Uno de cada diez

A los 20 años algo quedaba en mí de ese energúmeno hormonal en el que nos convertimos muchos adolescentes. Después de ingresar a la facultad de Filosofía y letras (al renunciar a la Física por error), algo en mi interior provocó que mis inseguridades florecieran y mi autoestima se tambaleara.
En paralelo, el proceso de salir del clóset continuamente con mis compañeros de salón (y amigos) seguía representado un reto (lo es aún a veces). La taquicardia disminuía y me acostumbré a la sensación de que me lanzaba a un abismo ante sus posibles reacciones: de alguna manera cada persona con la que me sinceraba se convertía en algo como un aliado.
Sólo un par de años antes había sido capaz de confesarle a un chico que me gustaba, y él agradeció mis palabras, pero declinó de una manera elegante, y luego se convirtió en uno de mis mejores amigos. Por un lado me sentía heroico por haber dado un paso así de grande, pero por otro no podía quedarme con una negativa: ahí es donde se sembraba mi mayor ansiedad (que a la distancia me parece comprensible pero sumamente visceral).

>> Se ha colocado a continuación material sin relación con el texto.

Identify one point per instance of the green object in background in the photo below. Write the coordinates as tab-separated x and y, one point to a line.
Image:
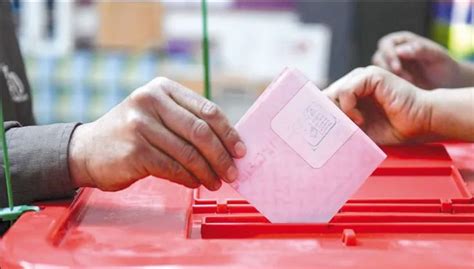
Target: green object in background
205	51
11	213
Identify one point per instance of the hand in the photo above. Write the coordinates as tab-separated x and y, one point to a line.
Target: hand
161	129
418	60
388	108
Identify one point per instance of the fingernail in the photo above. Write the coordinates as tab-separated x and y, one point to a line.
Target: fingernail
240	149
232	174
395	65
217	185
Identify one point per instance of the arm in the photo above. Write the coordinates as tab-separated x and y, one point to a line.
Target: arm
38	156
452	113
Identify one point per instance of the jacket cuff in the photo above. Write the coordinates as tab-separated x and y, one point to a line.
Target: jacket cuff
39	162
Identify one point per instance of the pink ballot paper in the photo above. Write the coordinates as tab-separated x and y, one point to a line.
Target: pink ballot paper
305	157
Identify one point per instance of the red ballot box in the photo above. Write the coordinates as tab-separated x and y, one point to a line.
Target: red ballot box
415	211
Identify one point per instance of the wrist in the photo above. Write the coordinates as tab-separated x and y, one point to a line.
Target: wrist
433	99
77	158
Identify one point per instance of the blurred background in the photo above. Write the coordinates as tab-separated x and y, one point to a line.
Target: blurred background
85	56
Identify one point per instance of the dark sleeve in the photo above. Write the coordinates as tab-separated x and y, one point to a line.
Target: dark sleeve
38	161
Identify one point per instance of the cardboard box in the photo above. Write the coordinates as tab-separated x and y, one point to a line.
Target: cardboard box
130	25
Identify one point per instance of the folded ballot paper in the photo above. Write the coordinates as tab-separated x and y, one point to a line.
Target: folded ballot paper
305	157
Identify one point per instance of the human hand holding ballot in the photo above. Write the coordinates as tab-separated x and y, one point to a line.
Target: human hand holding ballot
305	157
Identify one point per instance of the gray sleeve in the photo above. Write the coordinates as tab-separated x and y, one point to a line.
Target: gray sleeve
39	162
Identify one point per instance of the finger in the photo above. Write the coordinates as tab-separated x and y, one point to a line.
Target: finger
387	52
378	60
356	116
407	76
332	90
387	47
213	116
361	84
198	133
422	50
162	166
183	152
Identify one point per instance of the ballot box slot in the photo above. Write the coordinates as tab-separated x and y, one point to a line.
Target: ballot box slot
277	230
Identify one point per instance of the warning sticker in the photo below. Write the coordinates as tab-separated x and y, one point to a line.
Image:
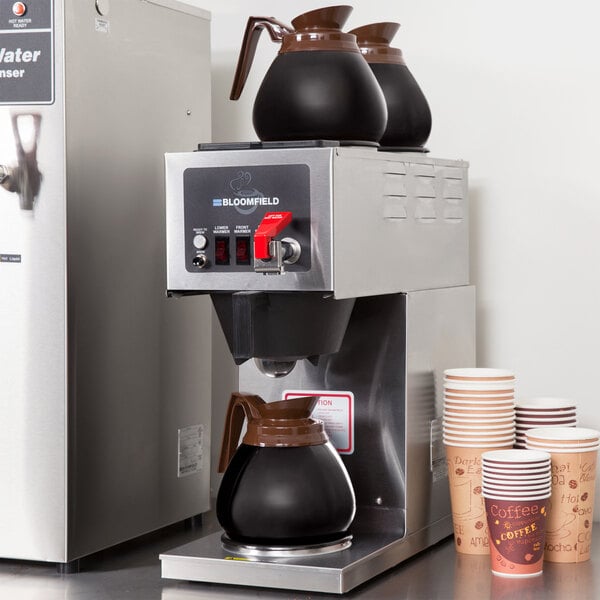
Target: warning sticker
190	450
336	410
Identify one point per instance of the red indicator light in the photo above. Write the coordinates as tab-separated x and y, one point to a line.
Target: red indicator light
272	224
19	9
221	251
242	250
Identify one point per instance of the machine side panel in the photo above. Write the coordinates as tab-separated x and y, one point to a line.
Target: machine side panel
440	334
401	221
32	292
138	84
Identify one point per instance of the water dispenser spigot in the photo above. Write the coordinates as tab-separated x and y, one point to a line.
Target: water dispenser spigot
25	178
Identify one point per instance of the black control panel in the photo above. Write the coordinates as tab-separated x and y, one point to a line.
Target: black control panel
223	207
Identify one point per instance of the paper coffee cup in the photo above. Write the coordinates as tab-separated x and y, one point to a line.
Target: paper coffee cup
468	509
517	530
569	529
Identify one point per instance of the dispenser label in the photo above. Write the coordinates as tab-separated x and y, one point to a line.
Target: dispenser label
336	410
190	450
26	52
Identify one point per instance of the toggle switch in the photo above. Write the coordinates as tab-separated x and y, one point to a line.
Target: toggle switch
272	224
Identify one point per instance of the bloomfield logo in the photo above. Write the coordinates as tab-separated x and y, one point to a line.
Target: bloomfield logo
245	198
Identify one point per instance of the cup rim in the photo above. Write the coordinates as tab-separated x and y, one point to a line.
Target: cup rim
483	421
479	373
506	426
547	402
487	411
516	477
579	444
457	395
540	470
565	449
564	434
545	413
490	485
485	402
499	391
523	495
502	436
510	457
555	423
542	497
480	446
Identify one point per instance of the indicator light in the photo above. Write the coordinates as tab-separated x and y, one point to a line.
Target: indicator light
19	9
221	250
242	250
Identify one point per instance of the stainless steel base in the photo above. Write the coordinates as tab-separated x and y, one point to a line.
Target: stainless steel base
206	560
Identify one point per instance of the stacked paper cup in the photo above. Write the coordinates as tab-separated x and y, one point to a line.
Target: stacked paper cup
516	487
478	416
543	412
574	452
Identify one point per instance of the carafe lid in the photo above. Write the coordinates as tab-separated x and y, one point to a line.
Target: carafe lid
374	42
320	29
282	424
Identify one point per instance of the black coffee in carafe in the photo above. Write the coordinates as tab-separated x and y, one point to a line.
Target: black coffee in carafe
409	116
318	87
285	484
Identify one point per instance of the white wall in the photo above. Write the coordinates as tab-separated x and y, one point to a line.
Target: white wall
514	88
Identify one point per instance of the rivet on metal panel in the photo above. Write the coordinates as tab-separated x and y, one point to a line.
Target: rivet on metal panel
103	7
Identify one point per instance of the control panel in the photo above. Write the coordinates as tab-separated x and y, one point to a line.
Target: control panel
26	52
247	218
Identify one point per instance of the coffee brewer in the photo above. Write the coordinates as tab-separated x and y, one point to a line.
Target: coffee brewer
339	272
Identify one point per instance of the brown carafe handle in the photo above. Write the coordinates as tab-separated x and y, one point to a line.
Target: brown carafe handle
254	27
241	406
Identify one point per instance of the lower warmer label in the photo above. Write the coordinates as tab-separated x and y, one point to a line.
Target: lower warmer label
190	441
336	410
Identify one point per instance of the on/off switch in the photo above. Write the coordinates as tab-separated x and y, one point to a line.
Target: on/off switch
19	9
221	250
200	241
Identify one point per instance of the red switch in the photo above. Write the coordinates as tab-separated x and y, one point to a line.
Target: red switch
19	9
270	226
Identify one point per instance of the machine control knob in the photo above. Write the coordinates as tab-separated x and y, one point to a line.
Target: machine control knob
200	241
19	9
272	224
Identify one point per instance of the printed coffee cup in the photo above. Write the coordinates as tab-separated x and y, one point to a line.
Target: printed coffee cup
468	509
569	534
517	529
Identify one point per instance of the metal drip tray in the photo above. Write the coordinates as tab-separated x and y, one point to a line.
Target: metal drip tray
207	560
283	551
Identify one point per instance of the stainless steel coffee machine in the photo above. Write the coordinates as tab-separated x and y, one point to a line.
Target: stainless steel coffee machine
340	272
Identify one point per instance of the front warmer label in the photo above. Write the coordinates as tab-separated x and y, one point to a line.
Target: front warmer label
336	410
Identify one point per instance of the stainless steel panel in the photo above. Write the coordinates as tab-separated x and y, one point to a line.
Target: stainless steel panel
318	278
393	223
400	220
33	326
205	560
99	371
392	360
140	364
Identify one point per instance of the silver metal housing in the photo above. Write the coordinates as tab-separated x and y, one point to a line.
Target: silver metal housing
101	377
399	220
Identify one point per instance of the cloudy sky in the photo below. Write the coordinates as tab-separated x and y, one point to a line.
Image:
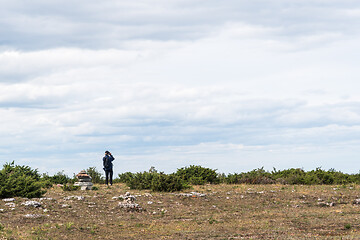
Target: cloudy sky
232	85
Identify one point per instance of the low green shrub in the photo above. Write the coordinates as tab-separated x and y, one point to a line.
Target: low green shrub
153	180
96	176
198	175
21	181
167	183
59	178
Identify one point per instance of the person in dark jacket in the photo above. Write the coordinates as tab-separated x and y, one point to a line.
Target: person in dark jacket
107	163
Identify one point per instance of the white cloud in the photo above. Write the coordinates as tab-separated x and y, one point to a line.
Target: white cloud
178	83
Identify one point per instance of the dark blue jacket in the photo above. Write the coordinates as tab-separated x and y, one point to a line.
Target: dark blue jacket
107	162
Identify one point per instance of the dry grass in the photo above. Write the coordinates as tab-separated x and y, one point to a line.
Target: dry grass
226	212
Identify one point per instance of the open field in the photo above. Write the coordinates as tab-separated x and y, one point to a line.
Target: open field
225	212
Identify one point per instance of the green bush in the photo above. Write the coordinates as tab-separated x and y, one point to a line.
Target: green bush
198	175
21	181
124	177
96	176
152	180
59	178
256	176
167	183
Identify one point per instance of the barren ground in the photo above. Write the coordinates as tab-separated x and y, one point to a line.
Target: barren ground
225	212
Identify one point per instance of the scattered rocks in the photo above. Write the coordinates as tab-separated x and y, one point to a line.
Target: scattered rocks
31	204
128	203
126	197
9	199
84	181
325	204
42	199
33	216
10	205
130	206
80	198
192	194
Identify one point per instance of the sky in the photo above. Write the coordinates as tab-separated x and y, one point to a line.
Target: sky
231	85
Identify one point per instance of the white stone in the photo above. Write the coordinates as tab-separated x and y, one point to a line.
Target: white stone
10	205
9	199
84	185
80	198
31	204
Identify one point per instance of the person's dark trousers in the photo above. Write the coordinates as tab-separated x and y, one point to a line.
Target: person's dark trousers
108	174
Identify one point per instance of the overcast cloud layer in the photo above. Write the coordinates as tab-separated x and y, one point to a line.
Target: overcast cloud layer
231	85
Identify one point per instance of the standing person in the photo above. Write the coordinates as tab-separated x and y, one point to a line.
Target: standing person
107	163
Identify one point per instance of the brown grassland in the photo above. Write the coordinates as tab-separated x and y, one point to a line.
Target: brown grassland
226	212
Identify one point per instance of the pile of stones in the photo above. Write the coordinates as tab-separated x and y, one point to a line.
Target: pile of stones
84	181
128	203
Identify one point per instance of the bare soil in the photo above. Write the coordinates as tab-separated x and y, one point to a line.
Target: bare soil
225	212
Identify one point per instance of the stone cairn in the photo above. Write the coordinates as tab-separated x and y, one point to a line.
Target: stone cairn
84	181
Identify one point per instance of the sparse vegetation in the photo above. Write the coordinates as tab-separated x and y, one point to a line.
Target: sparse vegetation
59	178
70	187
21	181
96	176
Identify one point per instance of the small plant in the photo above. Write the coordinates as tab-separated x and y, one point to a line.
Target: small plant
96	176
21	181
211	220
69	225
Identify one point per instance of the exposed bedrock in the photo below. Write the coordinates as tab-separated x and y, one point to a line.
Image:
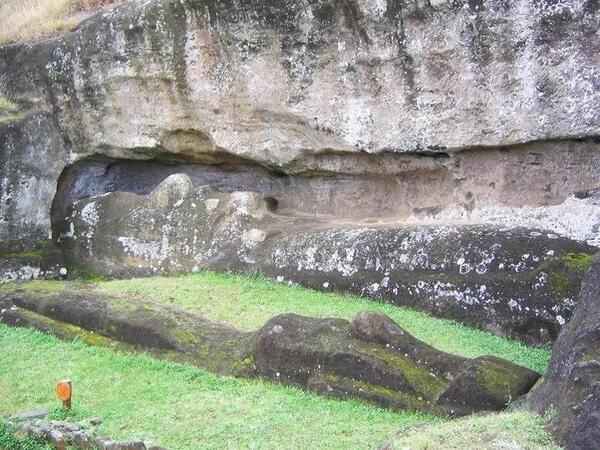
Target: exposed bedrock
326	86
519	282
19	261
371	358
570	390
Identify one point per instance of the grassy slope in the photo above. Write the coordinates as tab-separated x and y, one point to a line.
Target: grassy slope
186	408
182	407
248	303
25	20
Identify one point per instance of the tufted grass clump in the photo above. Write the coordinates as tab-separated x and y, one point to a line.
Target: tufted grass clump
26	20
10	440
508	430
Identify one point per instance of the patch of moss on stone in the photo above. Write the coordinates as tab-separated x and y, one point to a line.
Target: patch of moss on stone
67	331
560	283
421	379
377	394
6	105
37	286
579	262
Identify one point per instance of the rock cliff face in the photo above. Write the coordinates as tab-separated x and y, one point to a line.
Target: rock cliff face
570	389
355	119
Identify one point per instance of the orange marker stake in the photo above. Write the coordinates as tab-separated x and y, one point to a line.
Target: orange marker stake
64	392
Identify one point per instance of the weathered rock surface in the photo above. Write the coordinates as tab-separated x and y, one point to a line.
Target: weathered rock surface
516	282
422	105
570	388
22	263
371	359
75	436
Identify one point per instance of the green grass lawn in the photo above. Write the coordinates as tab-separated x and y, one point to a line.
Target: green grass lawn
181	407
247	303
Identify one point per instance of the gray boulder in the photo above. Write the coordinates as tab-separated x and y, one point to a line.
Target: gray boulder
517	282
569	389
329	356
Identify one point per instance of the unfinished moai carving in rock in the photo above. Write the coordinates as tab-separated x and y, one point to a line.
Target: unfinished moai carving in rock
330	356
515	282
450	139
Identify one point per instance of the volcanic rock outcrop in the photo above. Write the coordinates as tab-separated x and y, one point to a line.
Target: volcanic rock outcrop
371	358
517	282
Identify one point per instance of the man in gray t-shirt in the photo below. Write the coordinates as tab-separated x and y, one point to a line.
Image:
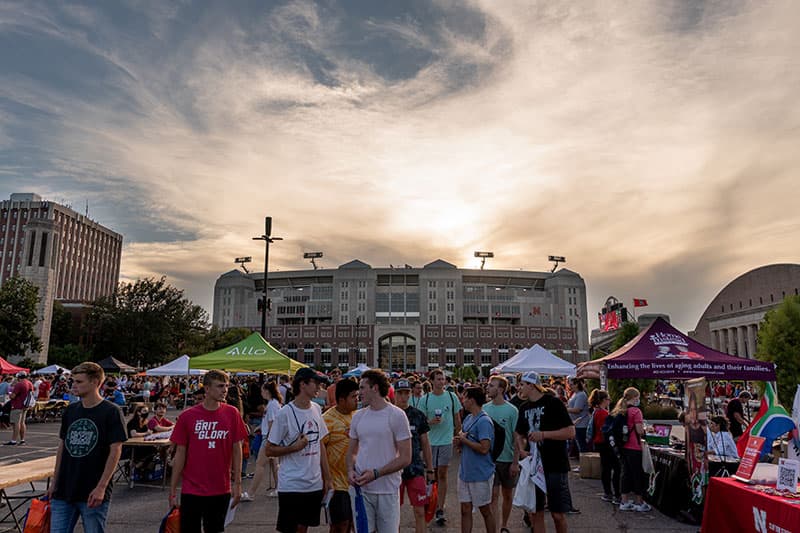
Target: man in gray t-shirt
578	409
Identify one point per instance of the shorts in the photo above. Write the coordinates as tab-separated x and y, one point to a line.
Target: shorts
16	415
208	511
417	491
478	493
339	509
298	508
558	496
503	477
383	512
442	455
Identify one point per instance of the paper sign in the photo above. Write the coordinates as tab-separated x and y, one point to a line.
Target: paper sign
787	474
750	458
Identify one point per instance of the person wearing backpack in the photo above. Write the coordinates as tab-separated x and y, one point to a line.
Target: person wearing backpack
609	463
476	472
633	476
506	473
22	399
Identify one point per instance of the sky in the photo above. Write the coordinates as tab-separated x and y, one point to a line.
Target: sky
653	144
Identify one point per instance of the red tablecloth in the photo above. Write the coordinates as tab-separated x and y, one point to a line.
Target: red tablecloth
734	506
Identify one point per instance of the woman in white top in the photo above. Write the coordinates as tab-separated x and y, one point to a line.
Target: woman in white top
269	391
720	441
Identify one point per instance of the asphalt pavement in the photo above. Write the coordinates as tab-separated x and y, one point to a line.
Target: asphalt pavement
142	508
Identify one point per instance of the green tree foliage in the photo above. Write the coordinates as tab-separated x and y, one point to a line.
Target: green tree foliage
18	299
779	342
148	321
616	387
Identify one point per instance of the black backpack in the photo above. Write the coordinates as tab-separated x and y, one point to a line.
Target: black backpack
615	430
499	440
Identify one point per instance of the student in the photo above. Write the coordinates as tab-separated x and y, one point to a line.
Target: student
208	439
380	447
338	420
89	448
296	438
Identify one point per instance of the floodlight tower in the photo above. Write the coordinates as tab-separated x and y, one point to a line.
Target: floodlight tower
313	256
268	239
484	256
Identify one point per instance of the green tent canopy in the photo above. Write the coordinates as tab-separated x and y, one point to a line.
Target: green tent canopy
253	354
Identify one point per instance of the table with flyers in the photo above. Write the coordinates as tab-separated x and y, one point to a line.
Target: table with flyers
732	505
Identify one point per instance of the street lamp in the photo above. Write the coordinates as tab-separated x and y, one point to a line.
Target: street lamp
313	256
483	256
268	239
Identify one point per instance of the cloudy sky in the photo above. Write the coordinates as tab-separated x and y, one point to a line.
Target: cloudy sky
654	144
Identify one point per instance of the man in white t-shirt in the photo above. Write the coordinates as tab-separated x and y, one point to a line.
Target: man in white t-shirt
380	447
296	437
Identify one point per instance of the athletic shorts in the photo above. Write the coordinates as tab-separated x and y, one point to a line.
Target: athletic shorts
417	491
503	477
339	508
558	497
298	508
442	455
478	493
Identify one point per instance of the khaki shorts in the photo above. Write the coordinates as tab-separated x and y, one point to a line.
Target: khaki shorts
16	414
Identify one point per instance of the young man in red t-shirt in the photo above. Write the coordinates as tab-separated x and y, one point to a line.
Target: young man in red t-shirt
208	440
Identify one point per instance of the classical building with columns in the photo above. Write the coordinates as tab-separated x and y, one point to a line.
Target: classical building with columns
409	318
68	256
731	321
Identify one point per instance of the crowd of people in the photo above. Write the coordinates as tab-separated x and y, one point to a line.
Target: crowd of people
324	442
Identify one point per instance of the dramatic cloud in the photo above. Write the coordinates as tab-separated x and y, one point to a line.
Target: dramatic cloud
651	143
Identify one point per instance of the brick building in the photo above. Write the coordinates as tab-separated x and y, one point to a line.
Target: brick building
70	257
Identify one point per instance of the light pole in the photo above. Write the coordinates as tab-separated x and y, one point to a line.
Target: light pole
268	239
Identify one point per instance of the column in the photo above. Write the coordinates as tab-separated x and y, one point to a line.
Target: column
741	348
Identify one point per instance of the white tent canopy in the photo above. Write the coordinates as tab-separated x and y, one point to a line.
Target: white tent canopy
52	369
178	367
537	359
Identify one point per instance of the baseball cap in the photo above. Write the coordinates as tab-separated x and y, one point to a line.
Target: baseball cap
310	373
533	378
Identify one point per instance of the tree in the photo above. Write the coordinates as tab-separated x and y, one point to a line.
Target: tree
146	321
616	387
779	342
18	300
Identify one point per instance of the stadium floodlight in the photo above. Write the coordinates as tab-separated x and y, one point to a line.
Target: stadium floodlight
312	256
484	256
241	261
556	259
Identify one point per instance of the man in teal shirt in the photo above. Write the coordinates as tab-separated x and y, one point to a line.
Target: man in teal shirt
441	406
506	471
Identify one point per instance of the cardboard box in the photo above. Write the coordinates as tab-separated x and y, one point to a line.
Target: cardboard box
590	465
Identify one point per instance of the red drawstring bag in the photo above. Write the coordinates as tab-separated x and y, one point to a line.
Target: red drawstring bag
433	500
38	519
172	522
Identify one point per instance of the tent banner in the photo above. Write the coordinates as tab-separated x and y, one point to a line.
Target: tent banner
687	369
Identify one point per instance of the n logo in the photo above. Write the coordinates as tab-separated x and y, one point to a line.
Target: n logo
760	519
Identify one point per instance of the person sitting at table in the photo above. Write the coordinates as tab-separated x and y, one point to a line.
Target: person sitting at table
720	440
160	423
137	425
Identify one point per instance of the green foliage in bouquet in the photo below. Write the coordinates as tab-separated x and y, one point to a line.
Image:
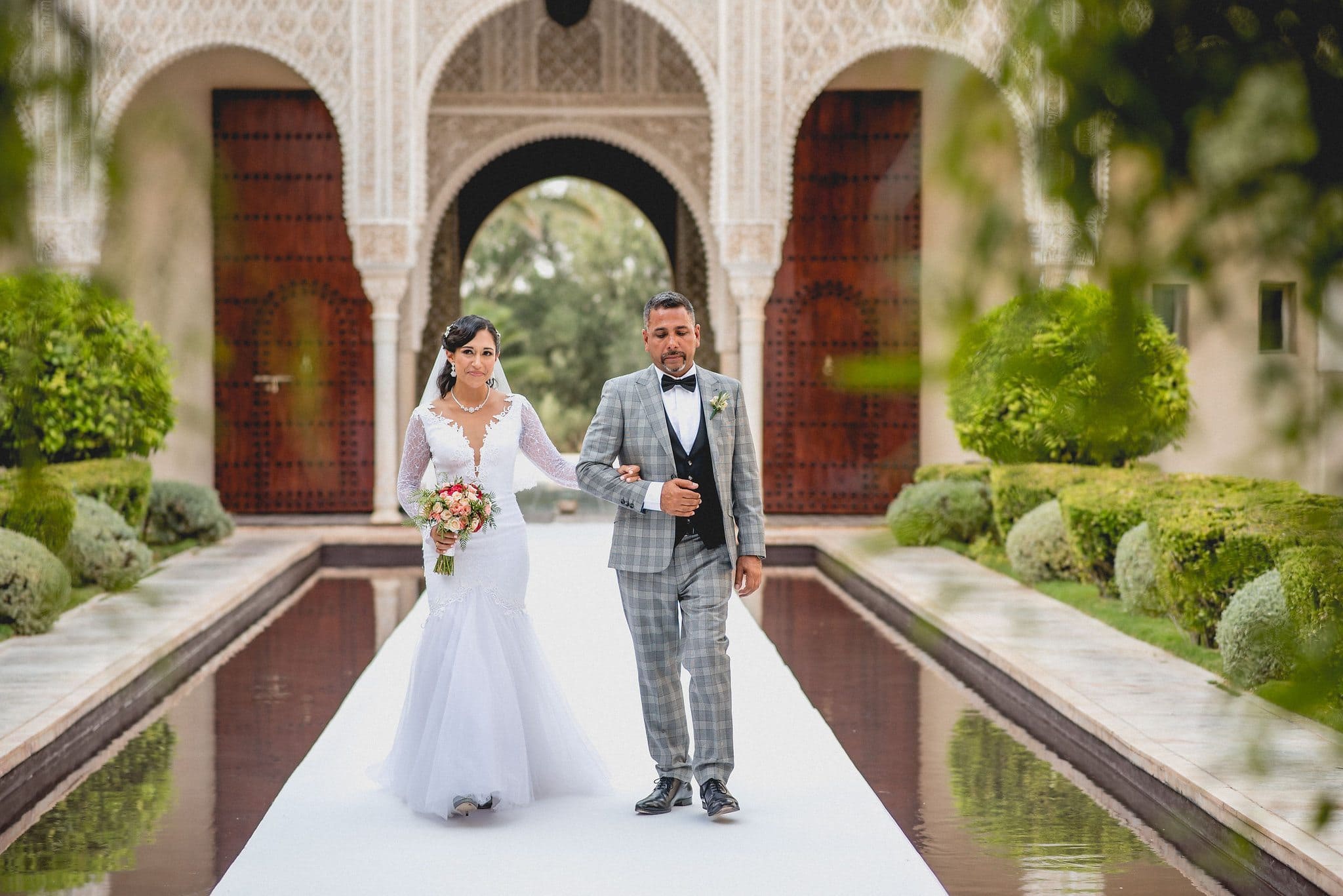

Las estadísticas estaban en mi contra: uno de cada diez... ¿y si ese uno estudia en otro lado? ¿Y si todos están en arte dramático o en educación física? ¿Y si ese uno conoce al otro y se enamoran? Aunado al error (que fue cada vez más evidente) de haber cambiado de carrera, me sentía también en la ciudad, el cuerpo y en el mundo equivocado. ¿Quién? ¿Habrá alguien? ¿Lograré gustarle? Eran las principales preguntas que ocupaban mis desvelos.
Internet me ofreció una posibilidad preciosa: encontrarme con alguien con mi mismo interés (y urgencia, debo confesar). Y después de algunas citas terribles o lo que le sigue, finalmente hallé a un par de personas que abrieron un abanico de posibilidades ante mí y, de paso, ingresaron a mi vida para no salir de ella jamás.